Tuesday, 14 January 2014

Saint Flann Fionn Cuillin, January 14



The saints commemorated on the Irish calendars for January 14 are all somewhat obscure. Last year I looked at the life of Saint Baetan of Inisbofin, who appears to have been a successor to Saint Colman at the island monastery founded in the wake of the Paschal dating controversy. O'Hanlon lists another saint for this day, whose feast, like that of Saint Baetan, is well attested in the sources, but about whom we also have few other details, save that he seems to have flourished in the Cork area:
St. Flann Fionn Cuillinn, of a place near Cork.
Hereafter it may be possible for local investigators to discover the sites of holy places, the names alone being on record.

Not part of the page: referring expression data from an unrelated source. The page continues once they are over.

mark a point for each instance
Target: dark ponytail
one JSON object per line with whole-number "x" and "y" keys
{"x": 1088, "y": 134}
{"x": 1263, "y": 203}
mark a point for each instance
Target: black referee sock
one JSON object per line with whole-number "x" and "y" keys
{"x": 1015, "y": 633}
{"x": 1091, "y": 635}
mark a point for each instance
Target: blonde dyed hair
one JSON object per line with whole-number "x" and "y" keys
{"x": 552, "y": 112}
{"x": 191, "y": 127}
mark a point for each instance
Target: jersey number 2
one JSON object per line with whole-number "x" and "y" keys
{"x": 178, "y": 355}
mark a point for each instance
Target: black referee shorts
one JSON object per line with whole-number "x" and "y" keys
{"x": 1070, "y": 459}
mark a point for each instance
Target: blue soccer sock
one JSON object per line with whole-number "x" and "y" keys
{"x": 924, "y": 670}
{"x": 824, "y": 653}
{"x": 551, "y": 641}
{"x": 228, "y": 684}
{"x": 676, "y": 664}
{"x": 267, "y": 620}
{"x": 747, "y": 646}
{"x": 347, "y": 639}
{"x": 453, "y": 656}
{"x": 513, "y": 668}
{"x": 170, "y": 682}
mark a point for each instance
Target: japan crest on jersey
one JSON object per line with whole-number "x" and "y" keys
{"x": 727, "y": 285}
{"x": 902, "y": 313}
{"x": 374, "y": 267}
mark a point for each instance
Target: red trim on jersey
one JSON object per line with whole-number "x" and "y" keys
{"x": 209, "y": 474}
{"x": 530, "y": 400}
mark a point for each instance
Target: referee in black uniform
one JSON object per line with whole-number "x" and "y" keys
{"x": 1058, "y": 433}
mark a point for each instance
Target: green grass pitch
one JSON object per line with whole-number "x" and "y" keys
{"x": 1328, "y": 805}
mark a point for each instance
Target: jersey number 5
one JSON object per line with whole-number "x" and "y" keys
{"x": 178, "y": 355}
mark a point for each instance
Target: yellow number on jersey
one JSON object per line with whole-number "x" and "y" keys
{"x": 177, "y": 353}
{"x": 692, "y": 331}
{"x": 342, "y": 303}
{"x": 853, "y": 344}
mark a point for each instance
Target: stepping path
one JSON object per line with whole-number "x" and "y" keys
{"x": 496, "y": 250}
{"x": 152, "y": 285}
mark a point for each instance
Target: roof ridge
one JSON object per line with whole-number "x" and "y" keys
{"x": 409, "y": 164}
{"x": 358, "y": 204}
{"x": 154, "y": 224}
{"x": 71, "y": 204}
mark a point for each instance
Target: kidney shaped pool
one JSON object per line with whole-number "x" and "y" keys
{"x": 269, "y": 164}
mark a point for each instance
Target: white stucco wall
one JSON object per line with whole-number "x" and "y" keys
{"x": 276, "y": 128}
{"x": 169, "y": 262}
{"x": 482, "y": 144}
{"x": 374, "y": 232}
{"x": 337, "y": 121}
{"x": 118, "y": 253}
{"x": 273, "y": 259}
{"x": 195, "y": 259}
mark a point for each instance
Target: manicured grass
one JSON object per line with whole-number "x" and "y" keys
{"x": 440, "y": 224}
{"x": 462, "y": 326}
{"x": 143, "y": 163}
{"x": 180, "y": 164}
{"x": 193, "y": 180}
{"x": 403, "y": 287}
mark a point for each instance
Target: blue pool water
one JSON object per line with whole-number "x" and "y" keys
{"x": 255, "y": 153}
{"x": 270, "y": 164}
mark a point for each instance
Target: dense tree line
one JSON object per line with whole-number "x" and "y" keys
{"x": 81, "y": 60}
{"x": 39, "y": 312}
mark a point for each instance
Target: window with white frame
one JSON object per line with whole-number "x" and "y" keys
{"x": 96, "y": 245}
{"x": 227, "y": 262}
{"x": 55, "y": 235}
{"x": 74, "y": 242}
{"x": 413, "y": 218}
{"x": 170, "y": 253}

The Irish MS. Calendar of the O'Clerys, which is kept in the Library of the Royal Irish Academy, mentions a saint, named Flann Fionn Cuillinn, at this day. He is said to have been from or of a place near Cork. We may suppose the place, called Cuillen or Cullen, must have been convenient to this southern city. A festival in honour of Flann fion i Cuillin i Fail Corcaighe, occurs in the Martyrology of Tallagh, on the 14th of January. Besides the foregoing entries, we find set down in the Martyrology of Donegal, on this day, Flann Finn of Cuillinn, in the vicinity of Corcach. This holy man must have flourished during or before the eighth century, since his festival, at this date, has been inscribed by St. Oengus the Culdee, in his Irish Metrical Calendar.

Pádraig Ó Riain's 2011 Dictionary of Irish Saints wonders if he might be the same person as Saint Flann of Derrynaflan, the site where the wonderful chalice and altar vessels were found in County Tipperary.